MEXICO CITY, Nov 5 (Reuters) - Mexico could offer oil companies incentives that go beyond planned profit-sharing contracts when Congress passes the government’s energy reform, two senior officials from the ruling Institutional Revolutionary Party (PRI) said on Tuesday.
President Enrique Pena Nieto put forward an energy reform in August that envisages creating profit-sharing schemes for private investors in Mexico’s oil industry, which has been dominated by state oil monopoly Pemex for 75 years.
It is the cornerstone of a wide-reaching reform package he hopes will boost growth in Latin America’s No. 2 economy and lift its energy industry into the modern era.
However, officials in the party say it may be necessary to show more flexibility to attract the kind of capital Mexico needs to exploit its oil and gas resources, and put a stop to a slide in crude production over the past decade.
That could involve permitting production-sharing contracts, and Marco Bernal, a PRI lawmaker who heads the energy committee in the lower house of Congress, said the party was exploring further options to ensure Mexico made the most of the reform.
“This includes all kinds of contracts. We’re not closed to any of these schemes,” Bernal told Reuters when asked whether the party could opt to allow production-sharing deals.
“We would prefer profit-sharing. But if there are other types that are working in the world too, one needs to adopt them and not be closed to one single scheme,” he added.
Allowing profit- or production-sharing contracts is a major departure for Mexico, and Pena Nieto’s plan involves changing the constitution to do so. That will require a two-thirds majority in Congress, which the PRI is hoping to achieve with the aid of the center-right National Action Party, or PAN.
The PAN is pushing for an energy reform involving full blown concessions and senior officials in the party have said they will not back Pena Nieto’s reform unless it offers more.

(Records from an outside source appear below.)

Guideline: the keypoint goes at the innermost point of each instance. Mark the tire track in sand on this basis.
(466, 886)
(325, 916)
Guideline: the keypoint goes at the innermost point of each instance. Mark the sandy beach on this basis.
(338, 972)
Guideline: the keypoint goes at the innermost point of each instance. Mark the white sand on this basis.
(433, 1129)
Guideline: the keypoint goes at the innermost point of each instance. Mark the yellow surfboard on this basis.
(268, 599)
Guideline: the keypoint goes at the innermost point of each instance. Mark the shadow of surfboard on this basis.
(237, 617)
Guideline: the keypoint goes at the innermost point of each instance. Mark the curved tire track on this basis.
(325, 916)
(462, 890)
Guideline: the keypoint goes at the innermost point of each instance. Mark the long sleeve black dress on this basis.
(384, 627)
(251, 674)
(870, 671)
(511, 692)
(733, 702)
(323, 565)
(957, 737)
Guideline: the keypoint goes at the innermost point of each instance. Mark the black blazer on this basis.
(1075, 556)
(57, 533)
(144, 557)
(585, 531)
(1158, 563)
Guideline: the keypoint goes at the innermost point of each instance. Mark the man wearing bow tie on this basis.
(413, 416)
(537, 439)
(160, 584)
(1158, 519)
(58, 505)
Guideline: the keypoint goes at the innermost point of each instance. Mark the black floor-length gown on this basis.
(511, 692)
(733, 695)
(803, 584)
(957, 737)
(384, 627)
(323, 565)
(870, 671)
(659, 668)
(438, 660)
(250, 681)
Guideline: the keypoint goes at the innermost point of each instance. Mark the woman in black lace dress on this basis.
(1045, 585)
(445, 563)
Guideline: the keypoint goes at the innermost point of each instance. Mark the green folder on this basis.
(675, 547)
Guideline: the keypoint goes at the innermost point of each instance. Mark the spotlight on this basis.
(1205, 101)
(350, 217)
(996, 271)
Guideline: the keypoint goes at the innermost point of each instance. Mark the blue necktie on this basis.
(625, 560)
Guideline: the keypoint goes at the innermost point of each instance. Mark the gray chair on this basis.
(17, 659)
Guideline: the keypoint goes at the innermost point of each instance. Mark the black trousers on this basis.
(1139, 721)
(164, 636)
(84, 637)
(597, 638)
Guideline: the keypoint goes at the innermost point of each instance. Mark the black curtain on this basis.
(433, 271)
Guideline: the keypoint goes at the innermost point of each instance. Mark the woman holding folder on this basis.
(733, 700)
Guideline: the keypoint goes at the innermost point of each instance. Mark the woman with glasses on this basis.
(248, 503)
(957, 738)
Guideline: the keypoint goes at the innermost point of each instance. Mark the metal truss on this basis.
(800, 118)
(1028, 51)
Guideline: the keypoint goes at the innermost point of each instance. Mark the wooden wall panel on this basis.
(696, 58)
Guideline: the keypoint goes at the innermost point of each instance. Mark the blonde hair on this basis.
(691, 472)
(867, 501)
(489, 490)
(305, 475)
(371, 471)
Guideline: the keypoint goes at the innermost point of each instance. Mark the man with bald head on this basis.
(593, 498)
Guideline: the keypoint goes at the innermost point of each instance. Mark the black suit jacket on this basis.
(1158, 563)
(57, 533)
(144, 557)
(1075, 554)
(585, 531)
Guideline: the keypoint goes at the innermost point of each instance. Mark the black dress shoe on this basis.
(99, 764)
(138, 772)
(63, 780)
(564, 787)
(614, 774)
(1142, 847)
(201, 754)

Enrique Burgos, a PRI lawmaker who heads up the committee on constitutional points in the Senate, said, “It is feasible to find a middle ground” between the PRI’s reform plan and the PAN’s demands. Production-sharing contracts could be explored, he added.
The PRI proposal calls for changes to key articles of the constitution that ban certain contracts and make oil, gas, petrochemicals and electricity the sole preserve of the state, in a bid to lure investment.
Mexico’s crude output has fallen by a quarter since peaking at 3.4 million barrels per day (bpd) in 2004.
But the proposed reform falls short of frameworks in oil-producing peers such as Brazil, Colombia and Norway, which allow companies to keep a share of output.
Salvador Vega, the senior PAN Senator in the upper chamber’s energy committee, said the PRI had to provide oil firms with greater incentives to win his party’s support.
“The reform the government presented falls short,” he said. “It is not attractive for investors.”
“We think the country should have many options to exploit oil. Not just licenses, not just profit-sharing, but also production-sharing.”
Mexico has the biggest proven oil reserves in Latin America after Venezuela and Brazil, at nearly 14 billion barrels. It also has shale-gas resources that might be as high as 460 trillion cubic feet, according to Pemex data.
The PAN has demanded an electoral reform that aims to curb the power of the PRI, which has dominated Mexican politics for most of the past century, to back the energy bill.
However some PAN lawmakers are angry at how the government pushed through a newly approved tax reform with the help of the leftist Party of the Democratic Revolution (PRD), straining relations as the PRI now seeks to push the energy reform.
PRI Chairman Cesar Camacho, who says concessions are completely off the table, said negotiations still lay ahead.
“This isn’t over until it is voted on,” Camacho said. “We are talking ... but we don’t see (production sharing) on the horizon.”
“We haven’t yet entered the closing stretch in discussions on the energy reform, because we first have to deal with political reform.”